Publié le par Ponpon de Pey
Publié dans : #Diversité

« Chèvre du Rove : L’engouement pour cette race caprine méditerranéenne ne se dément pas avec des effectifs et un nombre d’éleveurs qui n’ont cessé de croître ces dernières années. »

Depuis quelques années une trentaine de chèvres du Rove accompagnent  le troupeau de moutons  de Julien à Vèbre_09 et égayent nos montagnes. Vous pourrez par cet article mieux connaitre cette race  et ses origines.  ppp

La chèvre du Rove, un parcours millénaire  

 

 Copie par JMP  de l’article paru dans  l’Agriculteur Provençal   du vendredi 23 janvier 2015

 

Parler de la chèvre du Rove c’est rouvrir des pages d’histoire. La race a failli disparaître. Depuis quelques années, les effectifs de ces caprins progressent. Ils dépassent les 5 000 mères en 2003,  6000 en 2007 et 8 000 en 2010 Aujourd’hui c’est derrière la chèvre Corse, la race caprine locale la plus représentée.

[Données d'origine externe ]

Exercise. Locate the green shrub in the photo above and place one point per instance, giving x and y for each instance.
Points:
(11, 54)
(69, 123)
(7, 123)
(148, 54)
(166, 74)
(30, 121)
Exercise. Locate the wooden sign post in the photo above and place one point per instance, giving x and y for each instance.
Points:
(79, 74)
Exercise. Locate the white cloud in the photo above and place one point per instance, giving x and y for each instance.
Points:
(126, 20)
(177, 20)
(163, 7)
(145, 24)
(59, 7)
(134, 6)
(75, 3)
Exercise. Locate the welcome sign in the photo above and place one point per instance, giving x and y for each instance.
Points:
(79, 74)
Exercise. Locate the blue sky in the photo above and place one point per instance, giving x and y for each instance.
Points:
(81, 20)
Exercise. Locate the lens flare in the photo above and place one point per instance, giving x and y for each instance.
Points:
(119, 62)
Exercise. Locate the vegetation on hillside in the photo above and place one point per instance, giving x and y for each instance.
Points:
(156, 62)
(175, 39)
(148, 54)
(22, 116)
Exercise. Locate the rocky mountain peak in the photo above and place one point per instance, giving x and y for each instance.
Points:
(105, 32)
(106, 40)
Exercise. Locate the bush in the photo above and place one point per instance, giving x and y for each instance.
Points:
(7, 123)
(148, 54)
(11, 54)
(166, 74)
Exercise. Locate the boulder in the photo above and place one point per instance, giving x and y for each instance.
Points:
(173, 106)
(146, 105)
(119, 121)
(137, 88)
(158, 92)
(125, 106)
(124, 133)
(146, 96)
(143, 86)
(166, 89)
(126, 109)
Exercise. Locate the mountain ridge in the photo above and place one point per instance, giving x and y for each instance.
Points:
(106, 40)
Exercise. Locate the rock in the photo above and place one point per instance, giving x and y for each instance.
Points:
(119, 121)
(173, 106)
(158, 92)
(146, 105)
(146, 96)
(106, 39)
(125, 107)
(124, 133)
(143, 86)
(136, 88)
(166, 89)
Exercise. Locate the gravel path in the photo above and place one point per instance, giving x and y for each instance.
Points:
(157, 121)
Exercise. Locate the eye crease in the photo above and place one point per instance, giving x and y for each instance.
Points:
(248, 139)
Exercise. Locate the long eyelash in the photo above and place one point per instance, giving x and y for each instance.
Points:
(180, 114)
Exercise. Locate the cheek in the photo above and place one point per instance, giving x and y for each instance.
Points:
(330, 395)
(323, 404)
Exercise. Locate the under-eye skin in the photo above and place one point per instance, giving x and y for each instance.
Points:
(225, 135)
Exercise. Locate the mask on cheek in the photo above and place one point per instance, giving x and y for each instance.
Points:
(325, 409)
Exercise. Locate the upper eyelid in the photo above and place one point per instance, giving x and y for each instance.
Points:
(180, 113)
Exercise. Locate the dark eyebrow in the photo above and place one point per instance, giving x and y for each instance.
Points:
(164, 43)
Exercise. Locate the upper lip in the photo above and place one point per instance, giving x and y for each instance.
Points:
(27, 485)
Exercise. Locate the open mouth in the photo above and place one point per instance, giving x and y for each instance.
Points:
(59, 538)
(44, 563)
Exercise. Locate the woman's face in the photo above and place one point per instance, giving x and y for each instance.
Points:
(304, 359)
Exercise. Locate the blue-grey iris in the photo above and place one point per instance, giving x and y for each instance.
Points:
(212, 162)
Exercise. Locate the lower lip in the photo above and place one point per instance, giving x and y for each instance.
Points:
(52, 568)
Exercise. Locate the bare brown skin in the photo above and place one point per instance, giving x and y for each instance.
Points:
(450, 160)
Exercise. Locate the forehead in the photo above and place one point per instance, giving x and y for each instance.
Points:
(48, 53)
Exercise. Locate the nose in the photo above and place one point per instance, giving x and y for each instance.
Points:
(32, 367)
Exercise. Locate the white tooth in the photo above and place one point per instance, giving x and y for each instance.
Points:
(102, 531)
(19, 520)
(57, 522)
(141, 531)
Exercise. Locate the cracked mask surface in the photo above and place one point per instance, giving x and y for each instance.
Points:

Actuellement la région Provence Alpes-Côte d’Azur concentre plus de 60%  du cheptel et presque la moitié des éleveurs. Plus globalement  le grand Sud-Est (Paca, Rhône-Alpes et Languedoc-Roussillon) regroupe environ 90%  des animaux.

L’assemblée générale de l’Association de défense des caprins du Rove  s’est tenue le 14 janvier à Saint-Jean de Connues (34) Elle a bien montré  l’engouement pour ce type de race. Le répertoire 2013/2014rzvêle l’existence de I38       éleveurs (contre36 seulement en 1987), pour un effectif réactualisé de 10 514 femelles (+602males). Soit une progression de 33% par rapport à 2010 qui avait vu +38% de progression par rapport à 2007.

 

Le renouveau

Ce renouveau de la chèvre du Rove  n’était pas gagné. Elle a longtemps subi l’ostracisme  de beaucoup et été  « pourchassée » du fait de son appétit un peu  trop féroce pour les arbres .Au  point que sa réhabilitation en 1987 à travers un programme  sylvopastoral faisait écrire dans  l’Agriculteur Provençal du 10 avril de cette même année : « La chèvre n’est plus le diable. »

A l’heure de la déprise agricole,  la chèvre du Rove retrouvait  progressivement  les faveurs  de nombreux élus et forestiers. Nombreuses sont les installations qui ont pu se réaliser par la mise à disposition de terrains à défricher d’urgence.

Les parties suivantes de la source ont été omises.